(Published in Lavender Magazine, Issue #40, December 6, 1996)
“The New Joy of Gay Sex,” by Dr. Charles Silverstein and Felice Picano (published by Harper Perennial) is a fascinating gay-sex encyclopedia covering everything from “AIDS” and “Bars” to “Wills” and “Wrestling.” While not specifically targeted at the leather community, it contains a wealth of leather- and SM-related information (as well as some spectacular illustrations). Here’s one interesting SM tidbit:
SM, in leather circles, stands for “sadomasochism.” It is relatively common knowledge that sadism (achieving sexual pleasure by inflicting pain) takes its name from the Marquis de Sade. The origin of the name of the opposite practice, masochism (achieving sexual pleasure from receiving pain), is much less well-known.
According to “The New Joy of Gay Sex”, masochism takes its name from Leopold von Sacher-Masoch, “a historian and novelist. All his novels contained whipping scenes, and he himself preferred to be whipped by women wearing furs, especially if the women were older.” (It’s an interesting comment on society’s values that the Marquis de Sade has become a household name and archetype, while von Sacher-Masoch languishes in relative obscurity.)
Some other items of historical interest from “The New Joy of Gay Sex”:
• The flagellants were a twelfth-century mass movement within the Catholic Church that encouraged people to flog themselves until they bled.
• Saint Margaret Mary Alacoque was a seventeenth-century nun who “carved the name of Jesus on her chest with a knife.” Because the carving didn’t last long enough, she subsequently burnt it in with a candle. (She was canonized in 1920.)
• Saint Mary-Magdalen dei Pazzi “used to roll in thornbushes in the convent garden, then go into the convent and whip herself. She also forced novices to tie her to a post, insult her, whip her, and drop hot wax on her.”
(The above examples are not intended to be disrespectful of the Catholic Church, but rather to show that SM impulses have been around a long time and in many different and unexpected segments of society.)

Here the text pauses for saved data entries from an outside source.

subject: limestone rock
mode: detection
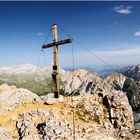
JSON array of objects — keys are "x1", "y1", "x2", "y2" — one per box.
[
  {"x1": 67, "y1": 92, "x2": 134, "y2": 135},
  {"x1": 123, "y1": 78, "x2": 140, "y2": 111},
  {"x1": 0, "y1": 84, "x2": 13, "y2": 94},
  {"x1": 0, "y1": 128, "x2": 13, "y2": 140},
  {"x1": 107, "y1": 91, "x2": 134, "y2": 131},
  {"x1": 62, "y1": 69, "x2": 103, "y2": 95},
  {"x1": 105, "y1": 72, "x2": 126, "y2": 91},
  {"x1": 16, "y1": 109, "x2": 72, "y2": 140},
  {"x1": 15, "y1": 107, "x2": 117, "y2": 140},
  {"x1": 105, "y1": 72, "x2": 140, "y2": 111},
  {"x1": 0, "y1": 84, "x2": 41, "y2": 114},
  {"x1": 16, "y1": 112, "x2": 40, "y2": 140},
  {"x1": 105, "y1": 72, "x2": 140, "y2": 130},
  {"x1": 41, "y1": 93, "x2": 64, "y2": 105},
  {"x1": 37, "y1": 117, "x2": 72, "y2": 140},
  {"x1": 119, "y1": 64, "x2": 140, "y2": 80}
]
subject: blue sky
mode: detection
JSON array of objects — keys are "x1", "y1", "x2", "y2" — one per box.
[{"x1": 0, "y1": 1, "x2": 140, "y2": 69}]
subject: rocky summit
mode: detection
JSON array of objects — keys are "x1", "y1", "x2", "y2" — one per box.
[
  {"x1": 0, "y1": 64, "x2": 140, "y2": 139},
  {"x1": 0, "y1": 83, "x2": 137, "y2": 140}
]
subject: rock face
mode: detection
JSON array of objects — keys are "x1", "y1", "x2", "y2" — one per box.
[
  {"x1": 105, "y1": 72, "x2": 126, "y2": 91},
  {"x1": 0, "y1": 84, "x2": 41, "y2": 114},
  {"x1": 105, "y1": 73, "x2": 140, "y2": 111},
  {"x1": 119, "y1": 65, "x2": 140, "y2": 112},
  {"x1": 105, "y1": 72, "x2": 140, "y2": 130},
  {"x1": 119, "y1": 64, "x2": 140, "y2": 80},
  {"x1": 123, "y1": 78, "x2": 140, "y2": 111},
  {"x1": 62, "y1": 69, "x2": 103, "y2": 95}
]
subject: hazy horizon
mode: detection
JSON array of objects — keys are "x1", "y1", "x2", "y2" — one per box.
[{"x1": 0, "y1": 62, "x2": 139, "y2": 72}]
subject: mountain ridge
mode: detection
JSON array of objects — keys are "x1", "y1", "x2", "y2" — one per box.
[{"x1": 0, "y1": 64, "x2": 140, "y2": 139}]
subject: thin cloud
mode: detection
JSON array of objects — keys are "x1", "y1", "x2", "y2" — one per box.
[
  {"x1": 135, "y1": 31, "x2": 140, "y2": 37},
  {"x1": 60, "y1": 46, "x2": 140, "y2": 67},
  {"x1": 37, "y1": 32, "x2": 44, "y2": 36},
  {"x1": 113, "y1": 5, "x2": 133, "y2": 15},
  {"x1": 93, "y1": 47, "x2": 140, "y2": 57}
]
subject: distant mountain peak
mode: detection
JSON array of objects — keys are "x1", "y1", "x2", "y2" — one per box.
[{"x1": 119, "y1": 64, "x2": 140, "y2": 80}]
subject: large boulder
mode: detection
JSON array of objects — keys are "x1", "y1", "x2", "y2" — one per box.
[
  {"x1": 0, "y1": 84, "x2": 41, "y2": 114},
  {"x1": 41, "y1": 93, "x2": 64, "y2": 105}
]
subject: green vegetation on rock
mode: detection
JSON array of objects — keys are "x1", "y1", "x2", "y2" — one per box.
[{"x1": 0, "y1": 74, "x2": 64, "y2": 96}]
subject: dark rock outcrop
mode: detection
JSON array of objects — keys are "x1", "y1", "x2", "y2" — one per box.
[{"x1": 105, "y1": 72, "x2": 140, "y2": 130}]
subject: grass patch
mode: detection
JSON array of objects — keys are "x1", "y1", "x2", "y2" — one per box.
[{"x1": 76, "y1": 103, "x2": 100, "y2": 123}]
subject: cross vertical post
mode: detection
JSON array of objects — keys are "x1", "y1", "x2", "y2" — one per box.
[
  {"x1": 52, "y1": 24, "x2": 59, "y2": 98},
  {"x1": 42, "y1": 24, "x2": 72, "y2": 98}
]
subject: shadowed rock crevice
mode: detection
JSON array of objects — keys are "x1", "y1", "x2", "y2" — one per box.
[
  {"x1": 36, "y1": 123, "x2": 46, "y2": 139},
  {"x1": 123, "y1": 78, "x2": 140, "y2": 112}
]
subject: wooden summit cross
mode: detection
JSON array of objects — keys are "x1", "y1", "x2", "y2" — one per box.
[{"x1": 42, "y1": 24, "x2": 72, "y2": 98}]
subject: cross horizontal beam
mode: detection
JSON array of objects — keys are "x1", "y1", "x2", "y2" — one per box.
[{"x1": 42, "y1": 39, "x2": 72, "y2": 49}]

• The Chicago Hell Fire Club is an organization of men who are into heavy SM play; their annual Inferno run is a social and sexual highlight of the SM scene. Where did the name of the club come from? It was “probably borrowed from the Hell-Fire Club organized by Sir Francis Dashwood in late eighteenth-century England.”

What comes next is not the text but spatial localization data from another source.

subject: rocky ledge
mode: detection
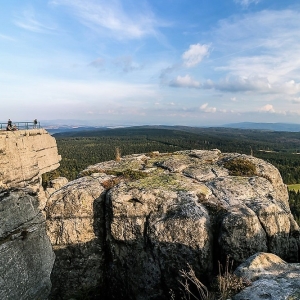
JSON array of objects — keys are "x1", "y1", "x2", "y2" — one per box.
[
  {"x1": 46, "y1": 149, "x2": 300, "y2": 299},
  {"x1": 0, "y1": 129, "x2": 61, "y2": 300}
]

On a more local note, the Atons leather club of Minneapolis take their name from Akhenaton, the Egyptian Pharoah just before Tutankhamun. His theory was that there was just one divine being instead of a myriad of gods. He called that god the Aton, the Sun God, and symbolized it as a sun disk with rays streaming from it. He closed the old temples and built new ones for the Aton. After he assumed the throne he installed a man named Smenkhare on the throne of Queen Nefertiti, his wife. Smenkhare was given all Nefertiti’s royal titles, and the inscriptions that remain make it clear that Akhenaton and Smenkhare were lovers. Eventually the old priesthood overthrew Akhenaton, installed the boy prince Tutankhamun (whose name was originally Tutankhaton) as his successor, and tried to obliterate Akhenaton’s name from the earth (primarily because of his religious heresy, not his sexuality).
Now you know.
Upcoming Leather Events
Leather Knights
Wednesdays in December, 8 pm to close, Town House Country
Leather/levi/uniform attire encouraged. Drinks are $1.50 all night with a $5 cover.
Atons Holiday Fund-raiser
Sunday, December 8, 5-10 pm, The Saloon
Help the Atons fill a few baskets by attending this fund-raiser benefiting The Aliveness Project’s Holiday Basket Program. $7 at the door or $5 with donation of food shelf items or new unwrapped toys. Free food, 75¢ tap beer & soda, other drink specials. Net proceeds benefit The Aliveness Project. For more info: call or e-mail AtonsMpls@aol.com.
Steve Kelso Aliveness Project Fund-raiser
Friday, December 13, 9 pm, Town House Country
Come meet the legend himself! Buy a calendar or poster and Steve will autograph it for you on the spot. $5.00 at the door, net proceeds benefit The Aliveness Project.